For simplicity, I would treat the PodMonitor for a given limitador CR, as any other usual resource attached to the limitador CR, like the Service or the Deployment.

That means, each Limitador CR will have its own PodMonitor, with its own labelSelectors taken from the limitador CR, the same it has its own Deployment or Service, keeping things simple.

GrafanaDashboard

Regarding the dashboard, I didn't know limitador-operator could manage limitador CR instances on different namespaces or even multiple instances on the same namespace.

In our 3scale SaaS use case, we have a single limitador instance managing rate limits for any given namespace (since it is used the k8s Service name from envoy), and I guess that having a single instance would be the most usual case.

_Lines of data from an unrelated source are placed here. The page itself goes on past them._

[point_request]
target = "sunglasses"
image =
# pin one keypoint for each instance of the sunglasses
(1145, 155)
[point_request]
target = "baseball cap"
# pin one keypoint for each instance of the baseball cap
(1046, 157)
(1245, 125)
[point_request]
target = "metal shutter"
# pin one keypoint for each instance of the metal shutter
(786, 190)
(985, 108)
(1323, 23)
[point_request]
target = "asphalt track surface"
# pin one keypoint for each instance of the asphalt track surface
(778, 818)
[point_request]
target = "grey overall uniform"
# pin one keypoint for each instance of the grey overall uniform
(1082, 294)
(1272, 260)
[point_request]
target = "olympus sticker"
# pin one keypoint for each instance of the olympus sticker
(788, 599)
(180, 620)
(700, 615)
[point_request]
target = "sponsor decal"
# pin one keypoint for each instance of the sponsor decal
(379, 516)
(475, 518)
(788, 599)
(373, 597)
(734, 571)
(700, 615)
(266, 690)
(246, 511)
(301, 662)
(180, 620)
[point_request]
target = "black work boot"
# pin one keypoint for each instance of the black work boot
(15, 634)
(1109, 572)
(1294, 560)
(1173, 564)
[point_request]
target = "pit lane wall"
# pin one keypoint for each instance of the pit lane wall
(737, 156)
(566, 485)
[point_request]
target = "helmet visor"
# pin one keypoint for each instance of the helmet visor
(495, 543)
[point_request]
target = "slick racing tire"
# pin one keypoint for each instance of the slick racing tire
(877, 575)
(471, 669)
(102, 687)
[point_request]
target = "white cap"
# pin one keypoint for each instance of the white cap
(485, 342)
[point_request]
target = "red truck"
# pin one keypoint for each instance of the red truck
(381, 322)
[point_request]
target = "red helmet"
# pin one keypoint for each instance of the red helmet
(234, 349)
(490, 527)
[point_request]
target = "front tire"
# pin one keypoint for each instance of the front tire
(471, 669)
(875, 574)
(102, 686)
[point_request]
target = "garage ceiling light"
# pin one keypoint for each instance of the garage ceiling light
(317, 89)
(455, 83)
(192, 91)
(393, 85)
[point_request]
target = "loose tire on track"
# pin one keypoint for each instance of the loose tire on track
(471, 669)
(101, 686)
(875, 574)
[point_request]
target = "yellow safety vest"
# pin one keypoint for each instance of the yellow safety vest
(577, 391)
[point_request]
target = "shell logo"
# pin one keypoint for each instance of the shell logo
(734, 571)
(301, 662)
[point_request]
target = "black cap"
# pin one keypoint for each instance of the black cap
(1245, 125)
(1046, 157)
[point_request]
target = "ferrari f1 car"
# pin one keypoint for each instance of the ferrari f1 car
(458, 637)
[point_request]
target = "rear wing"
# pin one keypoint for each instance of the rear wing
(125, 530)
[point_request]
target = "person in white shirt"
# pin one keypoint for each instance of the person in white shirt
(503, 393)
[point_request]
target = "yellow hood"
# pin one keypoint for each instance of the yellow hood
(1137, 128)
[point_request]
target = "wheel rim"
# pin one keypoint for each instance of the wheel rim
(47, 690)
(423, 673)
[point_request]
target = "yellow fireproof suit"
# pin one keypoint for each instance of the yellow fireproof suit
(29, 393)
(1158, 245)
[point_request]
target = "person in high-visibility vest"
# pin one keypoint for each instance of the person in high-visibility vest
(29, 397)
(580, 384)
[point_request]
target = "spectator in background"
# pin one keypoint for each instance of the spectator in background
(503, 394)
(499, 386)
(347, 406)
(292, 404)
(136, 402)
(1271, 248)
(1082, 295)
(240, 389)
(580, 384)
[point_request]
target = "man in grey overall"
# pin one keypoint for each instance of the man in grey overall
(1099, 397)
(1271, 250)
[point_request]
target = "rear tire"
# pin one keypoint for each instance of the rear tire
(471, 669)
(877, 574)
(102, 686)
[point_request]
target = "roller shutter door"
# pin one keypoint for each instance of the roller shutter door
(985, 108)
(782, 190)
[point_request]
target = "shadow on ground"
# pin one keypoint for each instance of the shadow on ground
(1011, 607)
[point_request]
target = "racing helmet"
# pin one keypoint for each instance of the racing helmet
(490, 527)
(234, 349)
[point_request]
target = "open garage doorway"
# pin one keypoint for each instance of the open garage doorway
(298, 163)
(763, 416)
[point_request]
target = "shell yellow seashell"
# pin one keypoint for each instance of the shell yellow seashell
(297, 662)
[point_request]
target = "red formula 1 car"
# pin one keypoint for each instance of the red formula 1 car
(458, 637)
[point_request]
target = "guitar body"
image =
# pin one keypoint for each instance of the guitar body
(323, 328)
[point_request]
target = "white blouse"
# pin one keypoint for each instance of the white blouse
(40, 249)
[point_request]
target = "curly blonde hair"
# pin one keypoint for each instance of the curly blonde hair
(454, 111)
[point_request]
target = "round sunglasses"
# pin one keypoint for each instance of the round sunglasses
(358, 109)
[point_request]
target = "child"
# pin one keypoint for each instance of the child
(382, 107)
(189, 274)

It is a bit tricky here, since with a single GrafanaDashboard you can view the metrics from any possible limitador instance (you would need to use the limitador instance name as the dashboard selector, aside from namespace maybe).

If you have multiple limitador instances on different namespaces, by default Grafana-operator will create a GrafanaDashboard on every Namespace, since the namespace name is used as a dashboard directory name.

image

However, what about multiple instances in the same namespace? TBH I don't know the best way to handle this situation, since any object created by the operator will add its own ownerReference annotation with the CR name...., and if you have multiple CRs creating the same dashboard name (so same resource) in the same namespace, it will only have the ownerReferences from one of them (which is not super bad, but maybe not ideal).

In our saas-operator case, we have multiple CRDs that can only be installed once in a namespace, but there is a single case where the CRD can have multiples instances on the same namespace, we finally ended up creating the same dashboard for every CR, using the CR name as a suffix for the dashboard name, so having multiple dashboards showing the same info, which it is not an ideal solution actually...

We have another scenario with prometheus-exporter-operator where we permit multiple CRs per namespace, but only a single dashboard per CR, so we end up with a single dashboard per namespace used to watch metrics from any CR, however the ownerReferences of the dashboard resource are from a single CR. If the CR associated to the dashboard is deleted, thanks to ownerReferences the dashboard resource will be deleted, but operator will detect there is a missing dashboard resource for the other possible instances and will create the dashboard again, but with a different dashboard ID (needed if you want the same dashboard URL).

So I don't see which could be the best solution here.

Do you know how other cluster operators manage the GrafanaDashboard when you can have multiple instances even in the same namespace?